Pierwszym krokiem do budowania imperium był zakup w 1984 roku grupy tekstylnej, która była właścicielem Christiana Diora. Trzy lata później Arnault wykorzystał krach giełdowy do połączonego koncernu LVMH (Louis Vuitton Moët Hennessy) i wykupił w nim pakiet kontrolny. Do paryskiej firmy należy 70 luksusowych marek, m.in. mody i perfum: Bulgari, Louis Vuitton i Loewe. Także wysokiej klasy wina i alkohole, m.in. Moët, Chandon i Dom Perignon, sieci luksusowych hoteli czy marki zegarków - Hublot i Zenit.
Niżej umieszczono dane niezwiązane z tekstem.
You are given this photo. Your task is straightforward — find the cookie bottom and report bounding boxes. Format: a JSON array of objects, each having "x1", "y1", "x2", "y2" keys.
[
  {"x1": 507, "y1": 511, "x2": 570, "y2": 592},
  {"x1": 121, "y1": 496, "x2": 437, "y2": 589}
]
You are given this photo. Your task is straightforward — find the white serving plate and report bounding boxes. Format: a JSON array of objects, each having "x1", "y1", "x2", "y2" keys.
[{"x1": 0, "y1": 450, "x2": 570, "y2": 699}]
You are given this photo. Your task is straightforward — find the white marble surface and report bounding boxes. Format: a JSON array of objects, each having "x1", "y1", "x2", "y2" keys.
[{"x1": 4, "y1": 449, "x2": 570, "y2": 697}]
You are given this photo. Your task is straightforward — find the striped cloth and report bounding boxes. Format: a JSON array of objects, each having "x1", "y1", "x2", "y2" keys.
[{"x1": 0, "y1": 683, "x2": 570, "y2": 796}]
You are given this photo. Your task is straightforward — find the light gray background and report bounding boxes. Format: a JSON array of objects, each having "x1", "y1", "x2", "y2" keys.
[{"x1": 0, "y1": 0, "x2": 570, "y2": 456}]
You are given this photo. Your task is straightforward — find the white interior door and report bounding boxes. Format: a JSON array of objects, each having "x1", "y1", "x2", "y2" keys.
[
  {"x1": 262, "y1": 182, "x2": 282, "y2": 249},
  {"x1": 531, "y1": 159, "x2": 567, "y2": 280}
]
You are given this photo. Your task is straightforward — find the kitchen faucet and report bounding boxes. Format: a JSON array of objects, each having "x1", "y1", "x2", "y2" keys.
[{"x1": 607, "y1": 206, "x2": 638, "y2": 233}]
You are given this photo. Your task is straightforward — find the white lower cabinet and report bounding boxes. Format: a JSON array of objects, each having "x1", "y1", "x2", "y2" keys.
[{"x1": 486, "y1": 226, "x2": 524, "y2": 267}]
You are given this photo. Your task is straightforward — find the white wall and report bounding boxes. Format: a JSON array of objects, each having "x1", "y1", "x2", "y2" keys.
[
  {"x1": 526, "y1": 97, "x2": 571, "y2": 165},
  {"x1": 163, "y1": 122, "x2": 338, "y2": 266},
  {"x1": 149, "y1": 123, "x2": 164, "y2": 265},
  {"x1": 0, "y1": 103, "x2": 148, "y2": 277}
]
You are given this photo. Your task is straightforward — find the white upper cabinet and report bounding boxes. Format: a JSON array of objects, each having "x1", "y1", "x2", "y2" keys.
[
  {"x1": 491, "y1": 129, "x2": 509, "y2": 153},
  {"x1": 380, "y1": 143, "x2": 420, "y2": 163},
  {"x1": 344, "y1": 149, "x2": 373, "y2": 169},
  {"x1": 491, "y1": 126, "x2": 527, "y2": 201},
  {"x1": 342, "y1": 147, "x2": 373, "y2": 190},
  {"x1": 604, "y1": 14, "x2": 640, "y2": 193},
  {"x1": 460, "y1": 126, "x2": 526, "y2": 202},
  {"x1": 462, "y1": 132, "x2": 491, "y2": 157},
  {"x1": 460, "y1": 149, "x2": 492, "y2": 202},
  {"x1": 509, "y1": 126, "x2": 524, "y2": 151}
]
Bernard Arnault - król luksusu
W 1989 roku miliarder wystartował z ofertą przejęcia LVMH, został jego największym akcjonariuszem i objął przewodnictwo w grupie. Dziś do rodziny Arnault należy 48,14 proc. luksusowego konglomeratu. Dzięki opracowanemu przez biznesmena planowi ekspansji, koncern stał się największą na świecie firmą produkującą luksusowe towary. W ciągu jedenastu lat jego wartość rynkowa wzrosła 15-krotnie.
Przed ponad rokiem do firm Bernarda Arnault dołączyła Tiffany. Przejęcie słynnej marki biżuterii kosztowało 15,8 mld dolarów. Był to największy zakup luksusowej firmy w historii. Najbogatszy człowiek świata jest właścicielem globalnej sieci Sephora i ma 6 proc. udziałów w Carrefourze. Do magnata należy też 2 proc. udziałów w producencie mody Hermés. Według Forbesa, około miliarda euro Francuz trzyma w gotówce. Jest również posiadaczem bogatej kolekcji sztuki, do której należą obrazy m.in. Pabla Picassa, Andy’ego Warhola i Damiena Hirsta.
Arnault królem imperium do 80 lat
Miliarder ma 73 lata i nie spieszy się z przejściem na emeryturę. Zapewnia, że wiek nie jest przeszkodą w prowadzeniu interesów. Aby nikt mu w tym nie przeszkodził, latem tego roku zmienił statut LVMH. Teraz może kierować imperium do 80. roku życia - o pięć lat dłużej. Zapowiedział, że wykorzysta ten czas nie tylko by pomnażać fortunę ale też zdecydować, kto przejmie po nim fotel prezesa. Arnault ma z dwóch małżeństw pięcioro synów. Wszyscy zajmują wysokie stanowiska w jego firmach.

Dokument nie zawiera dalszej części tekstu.